5-Aza-deoxycytidine (5-Aza-dC) treatment

Cells were trypsinized, counted and seeded in triplicate in 6-wells plate. After 24 h, the medium was replaced with fresh medium containing 0 (PBS), 5, or 10 µM 5-Aza-dC (Sigma-Aldrich; Merck KGaA). The medium was replaced every 24 h. After 72 h, the total cellular RNA and protein were extracted for subsequent experiments.

Bisulfite sequencing (BSQ) and methylation-specific polymerase chain reaction (PCR)

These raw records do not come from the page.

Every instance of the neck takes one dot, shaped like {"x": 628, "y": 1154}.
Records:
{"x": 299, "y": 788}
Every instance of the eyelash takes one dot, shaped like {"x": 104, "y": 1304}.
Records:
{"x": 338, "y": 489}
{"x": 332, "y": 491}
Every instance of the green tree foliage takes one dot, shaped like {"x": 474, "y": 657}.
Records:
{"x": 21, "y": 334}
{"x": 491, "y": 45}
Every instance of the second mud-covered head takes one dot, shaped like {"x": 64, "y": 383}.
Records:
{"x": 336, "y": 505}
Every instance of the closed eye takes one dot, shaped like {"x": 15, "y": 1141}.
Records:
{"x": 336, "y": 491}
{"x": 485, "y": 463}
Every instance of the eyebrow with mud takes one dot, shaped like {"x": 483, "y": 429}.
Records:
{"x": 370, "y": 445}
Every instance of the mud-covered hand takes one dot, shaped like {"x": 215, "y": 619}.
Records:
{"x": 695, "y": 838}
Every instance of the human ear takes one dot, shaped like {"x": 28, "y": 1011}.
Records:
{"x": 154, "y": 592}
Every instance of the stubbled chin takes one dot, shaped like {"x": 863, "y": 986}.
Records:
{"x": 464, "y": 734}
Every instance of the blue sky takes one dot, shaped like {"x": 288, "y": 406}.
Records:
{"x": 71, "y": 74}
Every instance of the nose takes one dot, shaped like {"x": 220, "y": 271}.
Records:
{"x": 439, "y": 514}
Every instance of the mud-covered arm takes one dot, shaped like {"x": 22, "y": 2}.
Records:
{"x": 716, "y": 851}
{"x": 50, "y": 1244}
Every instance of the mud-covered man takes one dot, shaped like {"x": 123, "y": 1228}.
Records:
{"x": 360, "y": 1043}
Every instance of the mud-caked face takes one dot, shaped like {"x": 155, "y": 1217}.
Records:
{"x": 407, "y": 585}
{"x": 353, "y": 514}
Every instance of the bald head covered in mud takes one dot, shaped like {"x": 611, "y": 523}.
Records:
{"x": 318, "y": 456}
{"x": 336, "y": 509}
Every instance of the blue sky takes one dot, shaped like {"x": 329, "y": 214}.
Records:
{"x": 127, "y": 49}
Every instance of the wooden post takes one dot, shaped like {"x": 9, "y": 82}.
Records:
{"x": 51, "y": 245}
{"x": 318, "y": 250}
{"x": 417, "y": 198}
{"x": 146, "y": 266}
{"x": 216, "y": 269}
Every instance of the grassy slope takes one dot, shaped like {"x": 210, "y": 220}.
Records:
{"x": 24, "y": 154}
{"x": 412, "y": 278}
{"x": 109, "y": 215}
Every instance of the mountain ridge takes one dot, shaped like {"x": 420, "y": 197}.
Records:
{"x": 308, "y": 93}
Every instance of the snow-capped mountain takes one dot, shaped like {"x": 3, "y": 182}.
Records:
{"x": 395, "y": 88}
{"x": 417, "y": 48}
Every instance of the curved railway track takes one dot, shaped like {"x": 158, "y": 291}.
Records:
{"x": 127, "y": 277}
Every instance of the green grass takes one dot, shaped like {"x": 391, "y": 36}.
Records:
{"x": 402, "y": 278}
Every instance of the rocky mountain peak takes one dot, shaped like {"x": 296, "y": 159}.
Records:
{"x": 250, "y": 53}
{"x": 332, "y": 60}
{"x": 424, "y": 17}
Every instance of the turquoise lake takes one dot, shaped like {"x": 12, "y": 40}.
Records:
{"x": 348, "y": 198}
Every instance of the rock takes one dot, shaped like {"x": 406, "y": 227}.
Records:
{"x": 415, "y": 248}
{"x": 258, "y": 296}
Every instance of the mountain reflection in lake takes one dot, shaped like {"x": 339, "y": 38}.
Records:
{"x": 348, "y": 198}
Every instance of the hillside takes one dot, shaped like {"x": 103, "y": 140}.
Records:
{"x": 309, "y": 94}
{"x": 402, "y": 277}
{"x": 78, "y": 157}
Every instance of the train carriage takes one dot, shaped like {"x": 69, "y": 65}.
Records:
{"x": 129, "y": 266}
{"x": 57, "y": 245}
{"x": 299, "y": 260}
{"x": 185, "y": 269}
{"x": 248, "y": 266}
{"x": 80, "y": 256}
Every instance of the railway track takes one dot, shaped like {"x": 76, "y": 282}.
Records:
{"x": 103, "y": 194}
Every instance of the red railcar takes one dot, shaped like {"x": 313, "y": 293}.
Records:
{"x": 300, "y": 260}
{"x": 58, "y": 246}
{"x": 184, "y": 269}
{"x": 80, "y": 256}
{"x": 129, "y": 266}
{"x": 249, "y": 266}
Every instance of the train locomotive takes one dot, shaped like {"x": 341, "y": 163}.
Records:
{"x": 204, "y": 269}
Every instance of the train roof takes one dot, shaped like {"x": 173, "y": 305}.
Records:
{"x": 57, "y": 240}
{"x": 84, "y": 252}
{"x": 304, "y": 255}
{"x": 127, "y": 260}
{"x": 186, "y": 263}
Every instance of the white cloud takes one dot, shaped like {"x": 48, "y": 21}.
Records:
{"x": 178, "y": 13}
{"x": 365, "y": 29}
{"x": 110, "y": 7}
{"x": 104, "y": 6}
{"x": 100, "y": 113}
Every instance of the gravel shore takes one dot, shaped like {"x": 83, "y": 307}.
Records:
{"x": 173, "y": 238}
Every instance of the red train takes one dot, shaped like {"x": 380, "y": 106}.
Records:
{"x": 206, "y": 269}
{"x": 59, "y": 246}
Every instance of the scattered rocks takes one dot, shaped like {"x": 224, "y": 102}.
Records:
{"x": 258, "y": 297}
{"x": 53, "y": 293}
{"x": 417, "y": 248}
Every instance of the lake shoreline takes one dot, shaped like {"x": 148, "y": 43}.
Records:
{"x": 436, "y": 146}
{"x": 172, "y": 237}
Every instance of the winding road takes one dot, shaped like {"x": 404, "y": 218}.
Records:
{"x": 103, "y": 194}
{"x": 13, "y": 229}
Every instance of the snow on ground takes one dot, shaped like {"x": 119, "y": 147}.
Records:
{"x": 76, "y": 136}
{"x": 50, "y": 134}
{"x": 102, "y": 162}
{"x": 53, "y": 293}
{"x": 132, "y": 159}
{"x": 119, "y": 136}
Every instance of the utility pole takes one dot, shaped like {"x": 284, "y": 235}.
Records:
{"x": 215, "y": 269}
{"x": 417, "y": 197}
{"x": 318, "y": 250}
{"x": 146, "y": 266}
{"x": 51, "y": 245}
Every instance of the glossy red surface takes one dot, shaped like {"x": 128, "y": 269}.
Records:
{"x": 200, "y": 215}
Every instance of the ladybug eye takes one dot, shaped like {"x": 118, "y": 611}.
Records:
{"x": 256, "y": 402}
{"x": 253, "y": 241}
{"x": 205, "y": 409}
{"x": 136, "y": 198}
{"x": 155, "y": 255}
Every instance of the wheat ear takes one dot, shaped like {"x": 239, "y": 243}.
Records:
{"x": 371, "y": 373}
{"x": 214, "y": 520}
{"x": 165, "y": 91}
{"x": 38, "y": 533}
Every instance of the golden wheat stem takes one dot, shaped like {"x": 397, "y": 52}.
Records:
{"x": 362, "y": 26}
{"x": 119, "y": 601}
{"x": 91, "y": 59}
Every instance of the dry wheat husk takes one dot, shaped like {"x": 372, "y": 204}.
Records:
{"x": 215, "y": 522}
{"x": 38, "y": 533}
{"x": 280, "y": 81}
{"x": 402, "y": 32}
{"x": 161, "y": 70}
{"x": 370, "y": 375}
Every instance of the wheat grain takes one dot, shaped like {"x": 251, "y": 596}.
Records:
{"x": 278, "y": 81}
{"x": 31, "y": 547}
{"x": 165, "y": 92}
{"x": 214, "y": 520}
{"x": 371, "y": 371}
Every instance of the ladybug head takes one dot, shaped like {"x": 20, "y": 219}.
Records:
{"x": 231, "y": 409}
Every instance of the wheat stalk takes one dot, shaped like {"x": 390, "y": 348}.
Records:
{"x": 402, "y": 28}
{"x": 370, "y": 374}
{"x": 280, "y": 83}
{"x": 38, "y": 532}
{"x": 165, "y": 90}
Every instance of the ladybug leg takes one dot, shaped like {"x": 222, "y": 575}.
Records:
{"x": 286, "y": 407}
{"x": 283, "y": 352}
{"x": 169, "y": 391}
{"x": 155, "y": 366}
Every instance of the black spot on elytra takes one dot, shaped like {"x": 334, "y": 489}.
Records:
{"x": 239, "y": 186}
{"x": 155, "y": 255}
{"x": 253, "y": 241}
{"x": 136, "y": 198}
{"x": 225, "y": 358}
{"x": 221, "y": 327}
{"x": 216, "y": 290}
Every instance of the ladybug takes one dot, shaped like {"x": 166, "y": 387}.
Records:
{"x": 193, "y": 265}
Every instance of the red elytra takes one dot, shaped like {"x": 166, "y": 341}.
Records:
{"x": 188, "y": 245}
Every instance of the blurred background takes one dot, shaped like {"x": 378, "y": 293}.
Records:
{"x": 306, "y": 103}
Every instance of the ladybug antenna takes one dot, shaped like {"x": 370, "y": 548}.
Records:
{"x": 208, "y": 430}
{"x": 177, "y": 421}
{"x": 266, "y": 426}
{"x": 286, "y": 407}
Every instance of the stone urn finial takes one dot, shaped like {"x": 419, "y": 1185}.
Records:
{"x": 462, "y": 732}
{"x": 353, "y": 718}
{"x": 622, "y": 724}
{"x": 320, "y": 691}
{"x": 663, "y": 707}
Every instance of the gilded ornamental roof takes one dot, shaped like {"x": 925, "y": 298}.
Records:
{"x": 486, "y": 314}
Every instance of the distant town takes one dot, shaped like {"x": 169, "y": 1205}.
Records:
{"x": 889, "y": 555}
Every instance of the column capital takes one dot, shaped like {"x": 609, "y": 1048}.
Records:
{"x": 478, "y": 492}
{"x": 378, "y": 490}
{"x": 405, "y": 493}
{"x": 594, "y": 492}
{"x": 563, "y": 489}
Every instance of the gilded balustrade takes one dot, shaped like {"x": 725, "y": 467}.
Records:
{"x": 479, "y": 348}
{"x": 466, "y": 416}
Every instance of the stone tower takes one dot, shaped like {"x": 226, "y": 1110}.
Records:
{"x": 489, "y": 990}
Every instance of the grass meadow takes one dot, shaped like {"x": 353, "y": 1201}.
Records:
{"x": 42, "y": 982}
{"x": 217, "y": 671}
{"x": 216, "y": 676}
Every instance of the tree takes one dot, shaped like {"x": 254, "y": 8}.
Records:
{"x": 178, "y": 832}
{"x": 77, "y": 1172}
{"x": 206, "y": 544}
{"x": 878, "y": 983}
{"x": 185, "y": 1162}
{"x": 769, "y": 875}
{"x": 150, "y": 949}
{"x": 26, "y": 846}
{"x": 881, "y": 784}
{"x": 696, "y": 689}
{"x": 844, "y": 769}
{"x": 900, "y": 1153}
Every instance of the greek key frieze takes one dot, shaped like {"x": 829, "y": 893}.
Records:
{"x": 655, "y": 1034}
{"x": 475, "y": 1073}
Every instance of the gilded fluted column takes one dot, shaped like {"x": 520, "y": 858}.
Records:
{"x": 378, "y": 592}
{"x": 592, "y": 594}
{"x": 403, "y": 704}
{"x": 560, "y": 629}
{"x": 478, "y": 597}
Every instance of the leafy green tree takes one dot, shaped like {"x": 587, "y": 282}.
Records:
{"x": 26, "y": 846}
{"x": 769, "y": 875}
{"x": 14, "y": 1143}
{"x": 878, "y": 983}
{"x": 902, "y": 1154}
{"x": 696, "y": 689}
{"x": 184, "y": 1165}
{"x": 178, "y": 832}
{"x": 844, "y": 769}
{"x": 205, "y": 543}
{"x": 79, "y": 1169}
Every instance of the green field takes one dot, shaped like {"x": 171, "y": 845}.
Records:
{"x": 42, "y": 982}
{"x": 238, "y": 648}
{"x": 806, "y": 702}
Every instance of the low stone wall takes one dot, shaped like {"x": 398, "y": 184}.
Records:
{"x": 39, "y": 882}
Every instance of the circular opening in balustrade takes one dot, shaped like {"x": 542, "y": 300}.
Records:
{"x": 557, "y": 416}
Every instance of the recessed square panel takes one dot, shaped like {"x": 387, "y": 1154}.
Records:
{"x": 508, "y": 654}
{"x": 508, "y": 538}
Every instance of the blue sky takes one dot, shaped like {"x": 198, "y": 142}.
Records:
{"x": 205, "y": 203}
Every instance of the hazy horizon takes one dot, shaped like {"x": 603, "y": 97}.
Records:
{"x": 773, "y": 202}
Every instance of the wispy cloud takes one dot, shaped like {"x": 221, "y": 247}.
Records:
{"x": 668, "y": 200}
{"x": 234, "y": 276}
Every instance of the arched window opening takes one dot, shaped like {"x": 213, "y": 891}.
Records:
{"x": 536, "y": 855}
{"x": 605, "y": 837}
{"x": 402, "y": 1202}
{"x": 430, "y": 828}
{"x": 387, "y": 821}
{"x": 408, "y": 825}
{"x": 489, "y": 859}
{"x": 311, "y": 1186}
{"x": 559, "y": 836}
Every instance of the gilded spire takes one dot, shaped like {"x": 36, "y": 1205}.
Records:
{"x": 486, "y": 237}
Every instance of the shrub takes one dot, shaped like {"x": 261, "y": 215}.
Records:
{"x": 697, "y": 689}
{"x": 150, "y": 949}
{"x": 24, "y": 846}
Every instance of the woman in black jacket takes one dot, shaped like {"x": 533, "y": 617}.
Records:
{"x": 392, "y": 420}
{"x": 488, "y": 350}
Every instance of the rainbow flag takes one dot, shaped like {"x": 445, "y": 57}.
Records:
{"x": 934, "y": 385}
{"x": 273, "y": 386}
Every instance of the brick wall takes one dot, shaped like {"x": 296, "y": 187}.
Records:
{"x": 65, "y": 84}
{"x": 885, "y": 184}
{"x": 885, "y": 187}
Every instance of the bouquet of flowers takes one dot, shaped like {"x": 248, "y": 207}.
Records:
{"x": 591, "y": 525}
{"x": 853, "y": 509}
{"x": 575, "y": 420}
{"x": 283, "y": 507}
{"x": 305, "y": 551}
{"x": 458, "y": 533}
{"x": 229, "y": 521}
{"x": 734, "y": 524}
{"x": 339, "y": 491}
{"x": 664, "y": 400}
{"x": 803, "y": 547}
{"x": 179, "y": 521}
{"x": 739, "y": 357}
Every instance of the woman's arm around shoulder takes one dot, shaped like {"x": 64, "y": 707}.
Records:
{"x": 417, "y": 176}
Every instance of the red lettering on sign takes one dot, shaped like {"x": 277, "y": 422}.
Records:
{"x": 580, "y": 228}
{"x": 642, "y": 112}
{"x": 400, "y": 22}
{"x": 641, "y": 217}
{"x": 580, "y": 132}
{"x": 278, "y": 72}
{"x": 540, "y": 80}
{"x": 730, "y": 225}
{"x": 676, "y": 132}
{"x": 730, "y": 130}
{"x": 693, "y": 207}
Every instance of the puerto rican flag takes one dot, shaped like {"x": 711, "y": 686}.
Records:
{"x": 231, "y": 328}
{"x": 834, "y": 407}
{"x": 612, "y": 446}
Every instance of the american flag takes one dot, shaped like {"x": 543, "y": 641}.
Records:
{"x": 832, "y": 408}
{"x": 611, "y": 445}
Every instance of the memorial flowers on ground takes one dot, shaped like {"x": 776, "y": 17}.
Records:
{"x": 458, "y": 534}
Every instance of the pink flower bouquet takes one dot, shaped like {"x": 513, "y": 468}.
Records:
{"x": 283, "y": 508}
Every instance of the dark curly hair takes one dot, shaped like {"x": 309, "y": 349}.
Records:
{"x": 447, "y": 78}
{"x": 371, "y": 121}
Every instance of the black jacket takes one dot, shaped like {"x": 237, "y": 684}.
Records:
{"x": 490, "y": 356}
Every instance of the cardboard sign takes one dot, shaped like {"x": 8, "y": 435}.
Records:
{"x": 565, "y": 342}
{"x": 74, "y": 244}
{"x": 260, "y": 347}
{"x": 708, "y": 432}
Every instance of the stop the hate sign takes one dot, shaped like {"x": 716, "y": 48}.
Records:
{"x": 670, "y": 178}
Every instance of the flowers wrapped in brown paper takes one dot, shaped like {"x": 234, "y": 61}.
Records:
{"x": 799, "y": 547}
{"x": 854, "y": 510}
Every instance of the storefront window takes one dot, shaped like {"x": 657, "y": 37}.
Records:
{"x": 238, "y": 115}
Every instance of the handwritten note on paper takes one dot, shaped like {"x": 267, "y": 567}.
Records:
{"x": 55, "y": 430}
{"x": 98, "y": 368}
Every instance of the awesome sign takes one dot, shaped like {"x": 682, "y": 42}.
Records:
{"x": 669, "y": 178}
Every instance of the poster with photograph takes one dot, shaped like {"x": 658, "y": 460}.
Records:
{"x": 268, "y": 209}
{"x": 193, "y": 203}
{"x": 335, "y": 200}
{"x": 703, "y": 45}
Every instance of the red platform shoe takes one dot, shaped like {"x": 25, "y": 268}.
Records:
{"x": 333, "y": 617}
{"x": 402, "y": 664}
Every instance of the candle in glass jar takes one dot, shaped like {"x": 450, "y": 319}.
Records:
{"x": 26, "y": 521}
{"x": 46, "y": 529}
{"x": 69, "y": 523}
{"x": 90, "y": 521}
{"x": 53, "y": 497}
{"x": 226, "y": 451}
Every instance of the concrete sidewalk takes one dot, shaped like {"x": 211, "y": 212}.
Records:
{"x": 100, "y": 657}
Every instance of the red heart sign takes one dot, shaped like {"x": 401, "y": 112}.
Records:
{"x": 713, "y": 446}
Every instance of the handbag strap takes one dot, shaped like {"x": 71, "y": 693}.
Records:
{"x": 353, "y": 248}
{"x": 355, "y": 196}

Genomic DNA was extracted using the Universal Genomic DNA Extraction kit ver. 3.0 (cat. no. DV811A; Takara Biotechnology Co., Ltd., Dalian, China). Genomic DNA (2 µg/sample) was bisulfite-modified, and the bisulfite-modified DNA was purified according to the manufacturer's protocol (EpiTect BisuLfite kit; Qiagen GmbH, Hilden, Germany). Then, the purified bisulfite-modified DNA was amplified using the following primers: SOX11 forward, 5′-AGAGAGATTTTAATTTTTTGTAGAAGGA-3′ and reverse, 5′-CCCCCTTCCAAACTACACAC-3′. The modified DNA was amplified by PCR using the following conditions: 95°C for 3 min, and then 35 cycles of 95°C for 30 sec, 54°C for 30 sec and 72°C for 30 sec, followed by a 10-min incubation at 72°C. The PCR products were analyzed by gel electrophoresis in 2.5% agarose to confirm that a single band had been produced. Then, TA clones were established according to the instructions of the protocol for the pEASY-T1 Cloning kit (Beijing Transgen Biotech Co., Ltd., Beijing, China). The 10–15 positive monoclonal bacteria solution were sequenced by Xi'an Qing Biological Co., Ltd. (Xi'an, China). The sequencing primers were M13 forward, 5′-GTTTTCCCAGTCACGAC-3′ and reverse, 5′-CAGGAAACAGCTATGAC-3′. The sequencing results were analyzed using the BiQ Analyzer 2.0 (Max Planck Institute for Informatics, Saarbrücken, Germany) and were output as circle graphs.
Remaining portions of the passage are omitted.